Academic journal article Care Management Journals

Myths and Realities of Aging

Academic journal article Care Management Journals

Myths and Realities of Aging

Article excerpt

As the aging population expands, it will become increasingly important for health care providers to become aware of and sensitive to the needs and concerns of older adults. Ageism is a term that describes negative stereotyping of older adults and discrimination because of older age. Health concerns and symptoms in the elderly may be overlooked or dismissed as part of the normal aging process. Consequently, several conditions in olders adults are significantly underdiagnosed and undertreated. Misconceptions about aging frequently encountered in medicine and in society at large include issues involving sexuality, sleep disturbance, depression, cognitive impairment, and substance abuse.
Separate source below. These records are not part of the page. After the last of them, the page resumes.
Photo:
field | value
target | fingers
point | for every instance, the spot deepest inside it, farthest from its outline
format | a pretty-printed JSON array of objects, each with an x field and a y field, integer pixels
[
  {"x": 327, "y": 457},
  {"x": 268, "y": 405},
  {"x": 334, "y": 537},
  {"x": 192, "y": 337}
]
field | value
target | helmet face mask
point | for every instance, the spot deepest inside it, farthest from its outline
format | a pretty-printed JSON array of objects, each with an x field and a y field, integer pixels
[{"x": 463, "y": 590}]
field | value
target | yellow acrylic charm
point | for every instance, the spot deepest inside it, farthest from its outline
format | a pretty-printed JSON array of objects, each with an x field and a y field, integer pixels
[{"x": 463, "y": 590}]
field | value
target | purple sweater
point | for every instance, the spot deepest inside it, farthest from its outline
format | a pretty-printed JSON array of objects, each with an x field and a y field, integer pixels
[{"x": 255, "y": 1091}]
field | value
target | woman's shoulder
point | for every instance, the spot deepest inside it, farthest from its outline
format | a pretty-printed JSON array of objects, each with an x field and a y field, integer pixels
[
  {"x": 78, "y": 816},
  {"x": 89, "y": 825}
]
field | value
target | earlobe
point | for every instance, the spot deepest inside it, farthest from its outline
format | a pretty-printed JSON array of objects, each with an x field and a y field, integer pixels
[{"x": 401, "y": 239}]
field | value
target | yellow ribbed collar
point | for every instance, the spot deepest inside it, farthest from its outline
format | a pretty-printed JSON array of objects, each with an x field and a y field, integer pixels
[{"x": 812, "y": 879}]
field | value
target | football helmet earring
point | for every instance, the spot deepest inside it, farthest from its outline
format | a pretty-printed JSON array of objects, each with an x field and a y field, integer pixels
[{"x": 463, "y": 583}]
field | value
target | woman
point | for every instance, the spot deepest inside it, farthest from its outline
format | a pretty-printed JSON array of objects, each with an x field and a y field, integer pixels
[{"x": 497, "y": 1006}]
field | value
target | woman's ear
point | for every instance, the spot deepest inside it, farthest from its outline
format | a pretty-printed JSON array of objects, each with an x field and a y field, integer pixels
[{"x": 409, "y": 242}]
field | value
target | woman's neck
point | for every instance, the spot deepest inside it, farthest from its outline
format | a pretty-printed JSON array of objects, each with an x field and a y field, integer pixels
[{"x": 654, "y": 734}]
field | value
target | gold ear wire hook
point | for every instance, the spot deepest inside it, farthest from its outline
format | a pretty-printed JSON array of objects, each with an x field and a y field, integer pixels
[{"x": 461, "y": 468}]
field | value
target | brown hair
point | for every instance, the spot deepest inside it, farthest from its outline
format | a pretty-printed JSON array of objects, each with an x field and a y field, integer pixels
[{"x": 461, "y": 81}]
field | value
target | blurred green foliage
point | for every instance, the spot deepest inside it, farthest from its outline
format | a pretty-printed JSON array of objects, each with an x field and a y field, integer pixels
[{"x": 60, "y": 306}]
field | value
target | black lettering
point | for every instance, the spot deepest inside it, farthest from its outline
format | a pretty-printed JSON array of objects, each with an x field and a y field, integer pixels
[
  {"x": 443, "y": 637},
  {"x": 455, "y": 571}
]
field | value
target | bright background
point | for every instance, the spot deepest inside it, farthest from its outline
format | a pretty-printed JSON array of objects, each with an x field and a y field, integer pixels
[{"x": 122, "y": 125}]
We can learn to recognize ageist notions that influence medical practice. Perhaps by becoming more aware of myths and realities of aging, we can improve the health and quality of life of our elderly patients.

Keywords: elderly; aging; ageism; sexuality; depression

Those 65 and older represent the fastest-growing segment of the population in the United States. Although people over the age of 65 make up only about 13% of the American population today, it is projected that over 20% will be age 65 or older by year 2030. The total population of Americans over the age of 65 will have then doubled to more than 70 million (Alliance for Aging Research, 2003). This major demographic shift will have significant implications for society and the health care system.

Dr. Robert Butler, who later became the founding director of the National Institute on Aging, coined the term "ageism" in 1969 to describe negative stereotyping of older adults and discrimination because of older age (Alliance for Aging Research, 2003). Multiple studies suggest that age bias is prevalent among health care professionals and may influence medical practice (Alliance for Aging Research, 2003; Calamidas, 1997; Gunderson, Tomkowiak, Menachemi, & Brooks, 2005; Uncapher & Arean, 2000). Health concerns and symptoms in the elderly may be overlooked or dismissed as part of the normal aging process. Consequently, several conditions in older adults are significantly underdiagnosed and undertreated. Many older adults are already conditioned to accept declines in health, function, and cognition as inevitable as they age (Gunderson et al., 2005). Health care providers may perpetuate a fatalistic understanding of frailty and illness with advancing age in older persons. Furthermore, providers have been shown to neglect important aspects of health in older individuals because of stereotypical assumptions about their risks and behaviors (Alliance for Aging Research, 2003; Calamidas, 1997). Finally, health care providers may lack knowledge or awareness of physiologic changes associated with aging that are particularly relevant in regard to the prescription of inappropriate medications in the elderly (Alliance for Aging Research, 2003).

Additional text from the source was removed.